I would argue that the majority of Blender's development (both architecturally and in terms of cost) happened after its commercial origins. But Blender continued to get investment because the community was invested in building a usable tool that wouldn't force them to deal with the crap of the other commercial products in the 3D industry.

magpi3 · 2 years ago
Haven't used it in ages, but Blender did not feel like an Adobe product when it was first open sourced. IIRC its UI was considered notoriously unintuitive.
js8 · 2 years ago
With selling it as OSS, they only wrote off 4.4M euros.

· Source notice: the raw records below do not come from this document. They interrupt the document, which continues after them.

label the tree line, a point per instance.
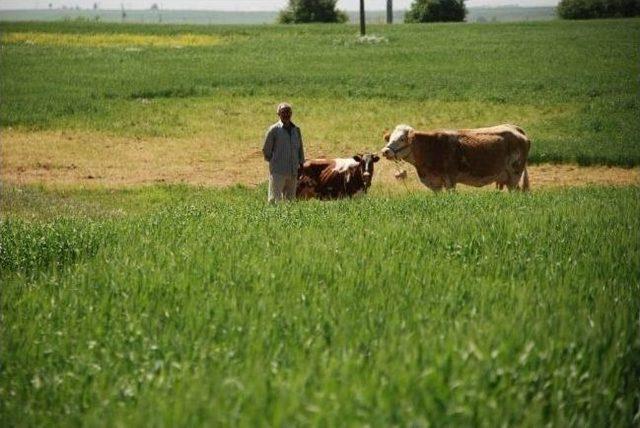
(303, 11)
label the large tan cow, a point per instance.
(475, 157)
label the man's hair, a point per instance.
(283, 106)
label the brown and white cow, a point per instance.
(475, 157)
(335, 178)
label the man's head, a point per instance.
(285, 112)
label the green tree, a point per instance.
(436, 11)
(591, 9)
(300, 11)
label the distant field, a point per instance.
(571, 85)
(177, 306)
(509, 13)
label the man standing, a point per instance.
(284, 152)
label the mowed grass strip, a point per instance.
(110, 40)
(211, 307)
(542, 76)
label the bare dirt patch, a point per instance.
(87, 159)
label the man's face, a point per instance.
(285, 115)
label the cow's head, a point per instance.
(398, 143)
(366, 165)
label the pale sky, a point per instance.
(239, 5)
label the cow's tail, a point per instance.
(525, 180)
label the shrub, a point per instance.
(591, 9)
(301, 11)
(436, 11)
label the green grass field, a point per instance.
(203, 307)
(194, 306)
(571, 85)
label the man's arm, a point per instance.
(267, 147)
(301, 154)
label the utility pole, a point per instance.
(362, 29)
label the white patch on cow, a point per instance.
(400, 133)
(345, 164)
(399, 141)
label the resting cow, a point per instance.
(475, 157)
(335, 178)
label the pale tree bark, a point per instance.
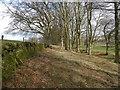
(117, 60)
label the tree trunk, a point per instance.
(117, 60)
(107, 46)
(89, 48)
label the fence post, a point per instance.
(23, 39)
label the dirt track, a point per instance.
(58, 68)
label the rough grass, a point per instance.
(101, 49)
(57, 68)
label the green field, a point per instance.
(10, 41)
(101, 49)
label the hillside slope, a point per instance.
(58, 68)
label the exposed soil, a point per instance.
(58, 68)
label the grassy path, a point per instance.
(57, 68)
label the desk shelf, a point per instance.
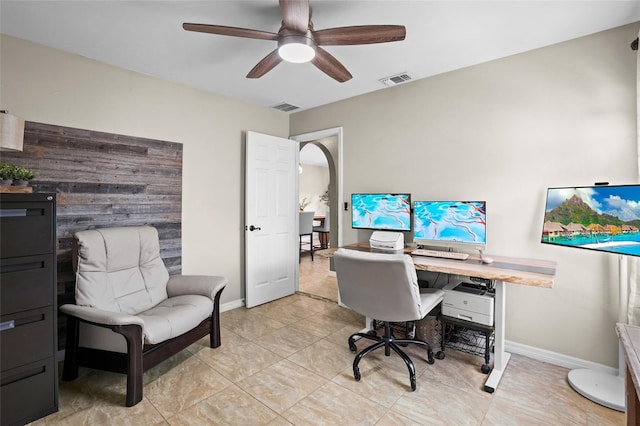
(468, 337)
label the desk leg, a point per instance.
(501, 358)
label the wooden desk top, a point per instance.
(630, 338)
(533, 272)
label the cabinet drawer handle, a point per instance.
(7, 325)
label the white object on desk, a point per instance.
(471, 307)
(384, 240)
(442, 254)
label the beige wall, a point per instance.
(503, 132)
(48, 86)
(313, 183)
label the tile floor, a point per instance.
(287, 363)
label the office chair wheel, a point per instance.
(352, 345)
(430, 358)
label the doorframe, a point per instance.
(316, 138)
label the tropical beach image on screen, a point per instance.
(381, 211)
(605, 218)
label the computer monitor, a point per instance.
(381, 211)
(450, 224)
(602, 218)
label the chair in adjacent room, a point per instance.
(129, 314)
(305, 229)
(323, 231)
(384, 287)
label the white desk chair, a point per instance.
(323, 230)
(385, 287)
(305, 228)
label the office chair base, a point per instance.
(388, 341)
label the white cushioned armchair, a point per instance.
(130, 314)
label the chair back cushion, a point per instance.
(379, 285)
(120, 269)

So given the situation it was still a better option for investors.
boredtofears · 2 years ago
What did you use to get started?

Every other year I follow that "make a realistic looking donut" tutorial but mine always comes out lumpy and misshapen.

Deleted Comment

Zetobal · 2 years ago
Blender 4.0 RC1 would be a fitting headline....
justinclift · 2 years ago
There's no official RC1 build for download either, and hasn't been from the first of Nov (when it was supposed to be available).

I've been looking every few days from the 1st of Nov, and the Release Candidate date on the projects page was pushed back to the 8th, but not updated since then.

The official Projects page still lists the Blender 4.0 goal as only "92% Completed":

https://projects.blender.org/blender/blender/milestone/7

There's nothing on the Blender Blog about an RC1 being available for testing:

http://web.archive.org/web/20231114142752/https://code.blend...

Nor is there any mention in yesterday's weekly Devtalk:

https://devtalk.blender.org/t/13-november-2023/31960

If there really is a 4.0 release that's available now, then they've seriously gone wrong with the communication parts of their release process. :( :( :(

justinclift · 2 years ago
Looks like that really is the Blender 4.0 release.

But there's still absolutely no mention of it on the official blog:

https://code.blender.org

Nor of the RC1 being available at some point before.

WTF? :( :( :(

wccrawford · 2 years ago
I think the point is that it's no longer RC as of today. Someone else said that that page is lagging a little bit.
Zetobal · 2 years ago
...but it is because there is no release yet.
tokai · 2 years ago
"please use the original title, [...] don't editorialize."